“I’m just hopeful that we set our minds to work at building something that makes sense in terms of regulatory clarity, instead of always just falling back on enforcement,” said Peirce.
Despite SEC Chairman Gary Gensler having said multiple times why such proposals have been rejected , the true reasons seem opaque. The watchdog boss has called for Bitcoin firms and platforms to talk with the commission and “get registered,” as concerns over its abilities to ensure investor protection and prevent fraud and manipulation have led the SEC to deny every single proposal that arrived on its desk to date. Peirce herself, an SEC insider, said she doesn’t understand why there isn’t a spot bitcoin ETF trading in the U.S. yet as she argues the arguments being made to justify the denials have been outdated for some time.
“I can’t believe we’re still talking about this as if, you know, we’re waiting for one to happen,” Peirce said. “We’ve issued a series of denials even recently, and those continue to use reasoning that I think was outdated at the time.”
Although little has been done to move a spot bitcoin ETF proposal forward by the SEC, regulation is trying to keep up with Bitcoin now more than ever and 2022 could be a year that things start to change and such an offering becomes available to U.S. investors. An approval might come simply due to game theory, as the SEC’s scrutiny led banking giant Fidelity to launch its bitcoin fund in Canada after frustrated attempts to do it locally . Filers need to meet investors’ demand for a convenient vehicle for direct, rather than indirect, exposure to the bitcoin price and it will be up to the SEC to determine whether these products will be available in America or elsewhere.
“Chair Gensler has said he wants to see platforms registering with us,” Peirce said. “So maybe that’s what it takes for a spot product to get approved.”

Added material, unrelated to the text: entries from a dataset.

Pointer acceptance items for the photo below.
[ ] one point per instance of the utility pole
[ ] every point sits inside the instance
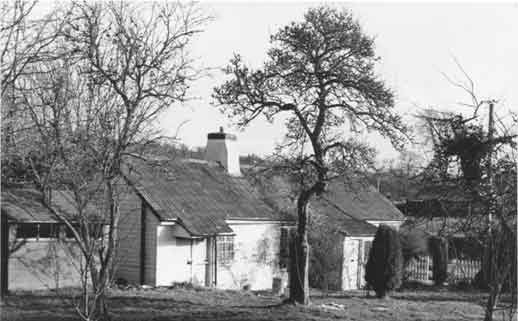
(490, 257)
(490, 134)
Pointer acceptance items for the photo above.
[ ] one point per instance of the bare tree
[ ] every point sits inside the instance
(320, 75)
(120, 65)
(483, 164)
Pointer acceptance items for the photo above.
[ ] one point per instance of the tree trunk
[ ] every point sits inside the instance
(299, 271)
(4, 256)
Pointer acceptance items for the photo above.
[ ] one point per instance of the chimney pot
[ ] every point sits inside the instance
(222, 148)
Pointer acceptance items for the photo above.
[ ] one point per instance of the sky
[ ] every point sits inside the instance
(416, 43)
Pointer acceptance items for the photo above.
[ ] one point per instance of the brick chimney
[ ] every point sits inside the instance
(222, 148)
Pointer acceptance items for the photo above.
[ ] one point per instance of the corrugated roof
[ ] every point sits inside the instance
(198, 194)
(25, 205)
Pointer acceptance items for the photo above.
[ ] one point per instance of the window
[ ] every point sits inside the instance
(37, 230)
(68, 232)
(47, 230)
(284, 248)
(225, 248)
(27, 231)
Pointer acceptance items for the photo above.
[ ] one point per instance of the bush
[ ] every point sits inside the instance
(385, 265)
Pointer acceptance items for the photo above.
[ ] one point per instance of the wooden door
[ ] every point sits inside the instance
(173, 260)
(350, 279)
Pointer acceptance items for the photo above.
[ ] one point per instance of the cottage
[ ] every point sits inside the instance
(201, 222)
(356, 213)
(37, 251)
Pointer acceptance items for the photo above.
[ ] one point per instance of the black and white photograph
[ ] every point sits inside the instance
(258, 160)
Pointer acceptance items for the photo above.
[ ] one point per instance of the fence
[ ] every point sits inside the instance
(463, 270)
(458, 270)
(419, 269)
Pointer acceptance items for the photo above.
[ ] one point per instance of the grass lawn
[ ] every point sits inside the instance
(207, 304)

Despite the U.S. thirst for a spot bitcoin ETF , the truth is such an offering isn’t strictly necessary and should be avoided by most investors. Retail investors can get better exposure to the bitcoin price by buying and custodying BTC themselves, a way in which they also get to benefit from the peer-to-peer network’s resistance to manipulation and censorship – something they wouldn’t get from a bitcoin ETF. Institutional investors, on the other hand, could leverage MicroStrategy’s playbook and get actual bitcoin without moving the market. For other cohorts which can’t buy and hold bitcoin themselves, It might be a matter of having their investment policies adapt to Bitcoin rather than the innovative money bend to fit existing investment practices.